Question
What does it mean that priority debt?
Quick Answer
Consistently neglecting important but non-urgent priorities creates a growing liability.
Consistently neglecting important but non-urgent priorities creates a growing liability.
Example: You have been meaning to have a serious conversation with your business partner about the company's strategic direction for three months. Every week it gets displaced by something more urgent — a client deliverable, a hiring decision, a product bug. The conversation is important but never urgent, so it never happens. Meanwhile, small disagreements about direction accumulate. You make conflicting promises to different clients because you have not aligned on what the company actually does.

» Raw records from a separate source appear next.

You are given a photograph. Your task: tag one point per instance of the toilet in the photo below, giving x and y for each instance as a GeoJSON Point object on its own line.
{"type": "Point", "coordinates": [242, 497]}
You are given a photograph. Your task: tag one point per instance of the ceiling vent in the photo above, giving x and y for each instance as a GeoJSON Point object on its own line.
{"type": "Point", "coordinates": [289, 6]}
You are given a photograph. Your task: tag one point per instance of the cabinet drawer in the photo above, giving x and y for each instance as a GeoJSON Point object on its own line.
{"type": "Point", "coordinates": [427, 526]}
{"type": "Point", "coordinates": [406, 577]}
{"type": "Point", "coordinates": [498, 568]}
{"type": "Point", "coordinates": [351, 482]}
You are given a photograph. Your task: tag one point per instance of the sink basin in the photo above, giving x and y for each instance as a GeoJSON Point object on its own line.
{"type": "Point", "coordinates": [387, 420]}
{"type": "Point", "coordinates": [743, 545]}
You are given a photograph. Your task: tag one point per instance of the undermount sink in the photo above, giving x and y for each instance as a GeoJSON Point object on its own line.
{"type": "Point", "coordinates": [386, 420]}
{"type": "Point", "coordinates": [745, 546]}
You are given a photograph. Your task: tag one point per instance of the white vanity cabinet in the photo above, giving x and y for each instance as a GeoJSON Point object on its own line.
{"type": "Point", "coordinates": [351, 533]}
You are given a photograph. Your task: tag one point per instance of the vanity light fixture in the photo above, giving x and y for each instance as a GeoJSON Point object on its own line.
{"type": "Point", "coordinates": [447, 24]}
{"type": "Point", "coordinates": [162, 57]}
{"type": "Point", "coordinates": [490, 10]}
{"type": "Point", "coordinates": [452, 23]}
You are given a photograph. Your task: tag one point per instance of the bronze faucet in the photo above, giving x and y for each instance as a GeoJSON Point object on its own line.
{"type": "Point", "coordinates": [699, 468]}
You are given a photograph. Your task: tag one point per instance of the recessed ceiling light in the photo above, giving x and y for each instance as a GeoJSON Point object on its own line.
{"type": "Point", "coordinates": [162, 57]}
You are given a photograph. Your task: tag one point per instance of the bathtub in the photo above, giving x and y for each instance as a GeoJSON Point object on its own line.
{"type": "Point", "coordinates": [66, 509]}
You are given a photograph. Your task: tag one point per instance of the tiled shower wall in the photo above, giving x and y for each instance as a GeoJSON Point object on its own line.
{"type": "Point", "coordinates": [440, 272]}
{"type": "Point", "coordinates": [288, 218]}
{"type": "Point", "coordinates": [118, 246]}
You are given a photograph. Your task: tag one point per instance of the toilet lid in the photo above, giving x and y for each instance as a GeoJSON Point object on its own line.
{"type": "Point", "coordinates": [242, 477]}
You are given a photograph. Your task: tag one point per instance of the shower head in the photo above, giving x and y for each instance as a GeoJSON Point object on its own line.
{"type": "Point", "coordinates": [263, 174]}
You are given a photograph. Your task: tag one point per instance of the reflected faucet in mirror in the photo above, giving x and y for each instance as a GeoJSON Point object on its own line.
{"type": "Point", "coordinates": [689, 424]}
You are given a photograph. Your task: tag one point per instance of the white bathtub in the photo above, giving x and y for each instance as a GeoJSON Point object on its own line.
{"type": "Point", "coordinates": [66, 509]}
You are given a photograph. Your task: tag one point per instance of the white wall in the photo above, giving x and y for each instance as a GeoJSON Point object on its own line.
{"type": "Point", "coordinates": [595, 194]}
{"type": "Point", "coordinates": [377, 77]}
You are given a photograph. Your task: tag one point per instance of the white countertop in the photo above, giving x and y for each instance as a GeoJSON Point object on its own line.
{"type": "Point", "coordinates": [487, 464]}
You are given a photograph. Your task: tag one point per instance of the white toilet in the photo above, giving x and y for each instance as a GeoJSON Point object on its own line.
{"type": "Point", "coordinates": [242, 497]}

Your partner hires someone who does not fit the strategy you had in mind, because you never articulated the strategy together. By month four, the conversation you finally have is not a calm strategic alignment — it is a crisis meeting about why the company feels like it is pulling in two directions. The thirty-minute conversation you kept deferring has become a two-day offsite to untangle three months of compounding misalignment. That is priority debt with interest.
Try this: Identify three important-but-not-urgent priorities you have been consistently deferring for at least four weeks. For each one, answer three questions: (1) What was the original cost of addressing this when you first noticed it? Estimate in hours and emotional difficulty on a 1-10 scale. (2) What is the cost of addressing it now, after weeks of deferral? Same metrics. (3) What will the cost be if you defer it for another four weeks? The gap between answers one and two is the interest you have already paid. The gap between two and three is the interest that is about to come due. Pick the one with the steepest compounding curve and schedule a specific time this week to begin paying it down.